После премьеры Отар Иоселиани, приехавший в Москву для представления своего фильма, ответил на несколько вопросов нашего корреспондента.

-- Почему изменилось название фильма в российском прокате?

-- Оригинальное название непереводимо. Для французских моряков plancher des vaches -- площадка, где пасутся коровы. У нас это никаких ассоциаций не вызывает. Традиций флота и дальних плаваний нет. Соответственно, традиций покидания берега и возврата на берег тоже нет.

-- Правда ли, что у вас проблемы с названиями и каждый свой французский фильм вы сначала назвали «Жена вышла, чтобы изменить мужу»?

-- Нет, только один -- «Разбойники.

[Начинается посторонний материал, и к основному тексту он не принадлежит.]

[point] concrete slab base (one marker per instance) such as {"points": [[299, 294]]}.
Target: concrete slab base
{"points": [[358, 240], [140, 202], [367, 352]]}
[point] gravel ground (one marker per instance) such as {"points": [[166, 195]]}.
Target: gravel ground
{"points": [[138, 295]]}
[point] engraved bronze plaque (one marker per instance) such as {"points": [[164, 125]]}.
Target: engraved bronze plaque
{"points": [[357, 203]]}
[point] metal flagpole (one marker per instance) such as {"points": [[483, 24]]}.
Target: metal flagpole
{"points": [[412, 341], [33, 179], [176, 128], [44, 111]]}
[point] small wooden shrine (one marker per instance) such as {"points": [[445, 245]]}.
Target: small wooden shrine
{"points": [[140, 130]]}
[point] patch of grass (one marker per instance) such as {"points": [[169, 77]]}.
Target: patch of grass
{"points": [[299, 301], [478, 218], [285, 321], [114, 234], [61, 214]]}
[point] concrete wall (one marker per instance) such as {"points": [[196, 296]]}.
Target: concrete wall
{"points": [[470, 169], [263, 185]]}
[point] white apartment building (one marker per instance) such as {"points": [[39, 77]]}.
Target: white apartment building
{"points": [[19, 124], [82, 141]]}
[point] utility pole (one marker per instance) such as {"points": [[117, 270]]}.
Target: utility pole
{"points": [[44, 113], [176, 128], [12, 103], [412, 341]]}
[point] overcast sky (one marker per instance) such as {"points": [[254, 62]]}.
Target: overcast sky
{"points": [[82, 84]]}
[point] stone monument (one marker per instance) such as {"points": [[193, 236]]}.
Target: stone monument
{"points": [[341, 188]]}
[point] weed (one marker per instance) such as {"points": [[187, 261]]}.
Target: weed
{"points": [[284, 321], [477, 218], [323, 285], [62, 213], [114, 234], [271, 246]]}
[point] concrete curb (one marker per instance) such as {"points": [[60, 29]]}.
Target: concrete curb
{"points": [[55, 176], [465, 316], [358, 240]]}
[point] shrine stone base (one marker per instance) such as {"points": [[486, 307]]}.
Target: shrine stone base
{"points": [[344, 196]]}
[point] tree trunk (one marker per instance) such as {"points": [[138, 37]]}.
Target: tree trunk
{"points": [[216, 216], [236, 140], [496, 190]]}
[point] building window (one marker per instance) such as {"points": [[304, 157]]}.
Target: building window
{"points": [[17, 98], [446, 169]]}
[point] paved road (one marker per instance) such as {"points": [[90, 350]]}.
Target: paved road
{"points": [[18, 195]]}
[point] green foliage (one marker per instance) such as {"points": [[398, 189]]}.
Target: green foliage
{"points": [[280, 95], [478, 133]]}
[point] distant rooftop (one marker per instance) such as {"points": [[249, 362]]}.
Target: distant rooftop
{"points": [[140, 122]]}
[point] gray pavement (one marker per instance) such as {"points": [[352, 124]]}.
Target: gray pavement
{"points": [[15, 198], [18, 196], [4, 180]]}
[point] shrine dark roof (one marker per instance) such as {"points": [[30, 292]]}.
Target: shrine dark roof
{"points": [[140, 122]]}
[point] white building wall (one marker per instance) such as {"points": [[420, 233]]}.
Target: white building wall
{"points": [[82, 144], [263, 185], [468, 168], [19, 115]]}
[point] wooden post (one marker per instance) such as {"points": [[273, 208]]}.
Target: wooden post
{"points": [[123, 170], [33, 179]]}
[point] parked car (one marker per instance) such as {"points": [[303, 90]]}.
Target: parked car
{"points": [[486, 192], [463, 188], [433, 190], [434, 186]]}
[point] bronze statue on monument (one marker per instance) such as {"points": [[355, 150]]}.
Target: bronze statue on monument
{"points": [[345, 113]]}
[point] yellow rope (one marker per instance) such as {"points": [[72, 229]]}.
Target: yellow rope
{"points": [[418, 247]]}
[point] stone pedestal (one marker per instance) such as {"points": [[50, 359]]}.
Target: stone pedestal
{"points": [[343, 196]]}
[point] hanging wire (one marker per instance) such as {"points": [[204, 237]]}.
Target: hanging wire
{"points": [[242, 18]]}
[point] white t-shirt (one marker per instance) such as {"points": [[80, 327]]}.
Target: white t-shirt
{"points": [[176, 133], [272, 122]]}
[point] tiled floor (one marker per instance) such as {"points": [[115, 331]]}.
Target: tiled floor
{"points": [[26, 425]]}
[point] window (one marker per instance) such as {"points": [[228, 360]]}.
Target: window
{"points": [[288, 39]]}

Глава XII».

-- Как вы выбираете актеров?

-- Я пытаюсь не приглашать тех актеров, которые очень много снимались в кино и несут за собой шлейф сыгранных ими ролей. Известные артисты могут разрушить мой фильм, потому что зритель будет ассоциировать образ того человека, которого они играют, со всеми предыдущими героями. Поэтому я стараюсь работать с людьми неизвестными.

-- Образ птицы марабу в вашем фильме вызвал целую дискуссию. Одни трактуют его как аллюзию на фильм Бунюэля «Призрак свободы», другие -- как alter ego главного героя, а некоторые даже считают, что это своеобразный намек на «певчего дрозда».

-- Но это же не дрозд, а марабу. А фильм Бунюэля я вообще не видел.

Птица у меня -- это образ наблюдателя, философа, который все видит, а говорить ничего не хочет.

-- Среди режиссеров, работающих в современном российском кино, кто-нибудь вызывает у вас интерес?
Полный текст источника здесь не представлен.